Davalı ...Şirketi vekili, davanın reddini istemiştir.
C) Yerel Mahkeme Kararının Özeti:
Mahkemece, asıl davanın kısmen kabulüne birleşen davanın ise kabulüne karar verilmiştir.
D) Temyiz:
Kararı davacı, davalı ..... ve ...t Şirketi vekilleri temyiz etmiştir.
E) Gerekçe:
1-Dosyadaki yazılara toplanan delillerle kararın dayandığı kanunî gerektirici sebeplere göre davacı ve davalılardan .. ile... ...i’nin aşağıdaki bentlerin kapsamı dışında kalan temyiz itirazları yerinde değildir.

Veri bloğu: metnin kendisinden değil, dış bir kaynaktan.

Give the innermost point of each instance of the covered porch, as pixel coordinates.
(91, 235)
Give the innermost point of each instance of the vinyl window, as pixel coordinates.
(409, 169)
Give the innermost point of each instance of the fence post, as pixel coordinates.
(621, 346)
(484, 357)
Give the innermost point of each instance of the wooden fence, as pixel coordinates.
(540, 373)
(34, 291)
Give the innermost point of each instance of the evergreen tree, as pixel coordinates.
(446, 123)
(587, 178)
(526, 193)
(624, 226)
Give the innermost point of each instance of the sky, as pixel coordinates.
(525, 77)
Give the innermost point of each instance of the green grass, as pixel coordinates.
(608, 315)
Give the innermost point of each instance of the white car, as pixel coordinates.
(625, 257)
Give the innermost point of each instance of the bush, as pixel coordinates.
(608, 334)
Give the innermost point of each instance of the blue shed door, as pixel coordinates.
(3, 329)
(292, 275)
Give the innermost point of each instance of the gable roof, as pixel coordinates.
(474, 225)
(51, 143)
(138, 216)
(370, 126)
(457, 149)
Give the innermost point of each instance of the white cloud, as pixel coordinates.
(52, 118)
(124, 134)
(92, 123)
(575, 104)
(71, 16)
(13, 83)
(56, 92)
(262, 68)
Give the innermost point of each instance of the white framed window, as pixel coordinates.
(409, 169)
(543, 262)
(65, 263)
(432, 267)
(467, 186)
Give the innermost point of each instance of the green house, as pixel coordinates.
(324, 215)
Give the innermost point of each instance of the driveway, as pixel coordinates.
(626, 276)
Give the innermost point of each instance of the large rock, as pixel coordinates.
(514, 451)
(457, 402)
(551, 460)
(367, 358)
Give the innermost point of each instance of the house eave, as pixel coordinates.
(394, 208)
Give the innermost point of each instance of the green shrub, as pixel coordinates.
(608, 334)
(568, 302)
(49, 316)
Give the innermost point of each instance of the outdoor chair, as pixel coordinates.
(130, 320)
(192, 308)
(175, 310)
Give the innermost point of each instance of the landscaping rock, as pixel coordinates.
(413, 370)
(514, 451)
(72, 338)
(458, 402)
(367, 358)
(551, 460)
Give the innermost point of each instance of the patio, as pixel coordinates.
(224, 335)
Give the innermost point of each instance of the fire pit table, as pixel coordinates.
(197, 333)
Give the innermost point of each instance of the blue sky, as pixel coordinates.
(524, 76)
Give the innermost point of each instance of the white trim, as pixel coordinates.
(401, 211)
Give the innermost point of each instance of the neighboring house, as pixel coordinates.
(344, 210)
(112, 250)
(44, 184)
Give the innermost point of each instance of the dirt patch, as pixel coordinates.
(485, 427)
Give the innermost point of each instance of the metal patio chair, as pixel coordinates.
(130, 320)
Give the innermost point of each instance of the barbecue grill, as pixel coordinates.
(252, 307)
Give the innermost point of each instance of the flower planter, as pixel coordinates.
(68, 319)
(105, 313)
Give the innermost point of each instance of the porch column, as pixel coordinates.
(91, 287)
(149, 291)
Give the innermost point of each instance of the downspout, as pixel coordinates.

2- Zamanaşımı, alacak hakkının belli bir süre kullanılmaması yüzünden dava edilebilme niteliğinden yoksun kalabilmesini ifade eder. Bu tanımdan da anlaşılacağı üzere zamanaşımı, alacak hakkını sona erdirmeyip sadece onu "eksik bir borç" haline dönüştürür ve "alacağın dava edilebilme özelliği"ni ortadan kaldırır.
Zamanaşımı, borcu ortadan kaldıran bir olgu olmayıp, doğmuş ve var olan bir hakkın istenebilirliğini ortadan kaldıran bir savunma aracıdır. Bu nedenle zamanaşımı alacağın varlığını değil, istenebilirliğini ortadan kaldırır.
Bu itibarla zamanaşımı savunması ileri sürüldüğünde, eğer savunma gerçekleşirse hakkın dava edilebilme niteliği ortadan kalkacağından, artık mahkemenin işin esasına girip onu da incelemesi mümkün değildir.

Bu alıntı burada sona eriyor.